Yesterday, my husband and I joined three other phenomenal couples in a presentation to our Marriage Ministry on the Four Seasons of Marriage by Gary Chapman. It was truly an eye-opening experience as we shared on the season of fall. According to Dr. Chapman, in the fall season of marriage, couples undergo a period of change, just as the leaves change during that season, so does the marriage. It is so important for both, husband and wife, to look at marriage as not just being or giving a percentage of 50/50 of themselves, but 100/100. You have to truly give your all and then some. It’s important to remember that trials may come, however, they don’t last always. But it’s what you do with it that matters. How you grow from it. Or, do you continue doing the same thing expecting a different result?
In marriage, we must always be prepared to stick and stay. Too often, too many of us, look at marriage as having an open door, “Well, if he/she don’t like it, then….”, but this should never be the case. Marriage isn’t easy, it takes work, but for those of us who have 20+ in, I’m here to tell you, every up and down has been worth it.
I remember when we first got married and I went to the priest who married us and complained that my husband wasn’t doing his share. Father Earlie Clemmons asked, “Candace, could you do more?” I looked at him like he was plum crazy because the point of my complaint was that I wanted him, my husband, to do more…however, I simply answered after careful consideration, “Yes. I could do more.”
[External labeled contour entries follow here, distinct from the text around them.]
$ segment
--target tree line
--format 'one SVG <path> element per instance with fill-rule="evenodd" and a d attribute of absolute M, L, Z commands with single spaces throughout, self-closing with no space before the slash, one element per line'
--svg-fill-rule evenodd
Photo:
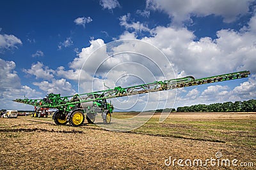
<path fill-rule="evenodd" d="M 177 112 L 256 112 L 256 100 L 178 107 Z"/>

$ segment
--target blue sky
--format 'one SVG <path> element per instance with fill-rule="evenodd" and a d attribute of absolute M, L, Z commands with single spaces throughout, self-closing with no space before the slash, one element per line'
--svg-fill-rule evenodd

In marriage, we have to learn what the needs are of our Significant Other (equally significant, of course) and adjust our thinking to meet their needs. They may require:
1. Words of Affirmation (use words which uplift your companion);
2. Quality Time (choose to give your spouse your undivided attention);
3. Acts of Service (take on a chore which would normally be done by your spouse);
4. Receiving Gifts (memento/symbol of love); and/or
5. Physical Touch (intimacy/coddling).
All of these simple, yet meaningful, acts can make the difference between a lifetime of happiness and a lifetime of misery. Me, personally, I choose the former, because he’s worth it and I love me some him.
Most importantly, he and I came to the conclusion, after many difficult trials and tribulations, in order to love each other the best way we could was by loving and placing God as the head of our life and our marriage. Who could go wrong with God as the focus?
Thank you for walking with me on this Pathway to Spiritual Rebirth.
Merry Christmas everyone. I love you but GOD loves you best.